From da52490d560332792fa1a1713eccd04e9e34c622 Mon Sep 17 00:00:00 2001
From: Ralph <rforgeon@gmail.com>
Date: Wed, 17 Jun 2026 08:58:47 +0100
Subject: [PATCH] Add eval docs for agent workflows

---
 README.md                  | 14 ++++++++++++++
 evals/protobuf/cases.jsonl |  3 +++
 evals/protobuf/rubric.md   | 27 +++++++++++++++++++++++++++
 3 files changed, 44 insertions(+)
 create mode 100644 evals/protobuf/cases.jsonl
 create mode 100644 evals/protobuf/rubric.md

diff --git a/README.md b/README.md
index 8abb15b..8467843 100644
--- a/README.md
+++ b/README.md
@@ -40,6 +40,20 @@ Triggers on: `*.proto`, `buf.yaml`, `buf.*.yaml`, `buf.gen.yaml`, `buf.gen.*.yam
 - [Protovalidate][protovalidate]
 - [Connect RPC][connectrpc]
 
+## Evals and production telemetry
+
+The `evals/protobuf/` directory contains a small human-review eval set for
+schema evolution, Protovalidate design, and Buf configuration review. The cases
+are harness-neutral so plugin behavior can be checked before release in Claude
+Code or another agent workspace.
+
+If you publish this plugin through Telvine, keep runtime telemetry metadata-only:
+`skill.invocation.start`, `skill.invocation.end`, and `skill.invocation.error`
+for skill behavior, plus `plugin.component.invoked` and
+`plugin.component.error` for non-skill components. Do not emit private schemas,
+repository contents, generated code, connector payloads, tool arguments, or
+model outputs.
+
 ## Community
 
 For help and discussion around Protobuf, best practices, and more, join us on [Slack][slack].

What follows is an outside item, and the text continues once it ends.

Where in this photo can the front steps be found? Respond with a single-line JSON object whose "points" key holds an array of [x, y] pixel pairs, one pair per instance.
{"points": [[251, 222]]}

diff --git a/evals/protobuf/cases.jsonl b/evals/protobuf/cases.jsonl
new file mode 100644
index 0000000..8cf765c
--- /dev/null
+++ b/evals/protobuf/cases.jsonl
@@ -0,0 +1,3 @@
+{"id":"schema-evolution","input":"Review a proto change that renames a field, reuses the old tag for a new meaning, and updates generated clients.","expected_outcome":"Flags tag reuse and wire-compatibility risks, recommends reserving old tags/names, and explains generated client impact."}
+{"id":"protovalidate-design","input":"Add validation rules for an order message with currency, amount, status, and optional discount fields.","expected_outcome":"Uses Protovalidate-compatible constraints, avoids over-constraining future enum values, and explains cross-field validation assumptions."}
+{"id":"buf-config-review","input":"Review a buf.yaml and buf.gen.yaml setup for Go and TypeScript generation in a Connect RPC service.","expected_outcome":"Checks lint/breaking config, module/dependency clarity, generation plugin choices, and avoids obsolete protoc-only guidance."}
diff --git a/evals/protobuf/rubric.md b/evals/protobuf/rubric.md
new file mode 100644
index 0000000..2c31f1e
--- /dev/null
+++ b/evals/protobuf/rubric.md
@@ -0,0 +1,27 @@
+# Buf protobuf eval rubric
+
+Score each case from 1-5.
+
+## Compatibility
+
+- 5: Correctly identifies protobuf wire-compatibility and schema-evolution risks.
+- 3: Finds major risks but misses some reserved-name/tag details.
+- 1: Recommends breaking changes without warning.
+
+## Buf ecosystem fit
+
+- 5: Uses Buf, Connect, BSR, generation, lint, breaking, and Protovalidate concepts accurately.
+- 3: Mostly correct with minor tool/config gaps.
+- 1: Gives generic protobuf advice that does not fit Buf workflows.
+
+## Actionability
+
+- 5: Provides concrete config, schema, or migration steps maintainers can apply.
+- 3: Gives useful advice that needs follow-up.
+- 1: Is too vague to act on.
+
+## Privacy and telemetry
+
+- 5: Avoids emitting private schemas, repository files, connector payloads, tool arguments, or model outputs beyond the reviewed snippets.
+- 3: Includes unnecessary operational detail without sensitive data.
+- 1: Exposes private API or schema content.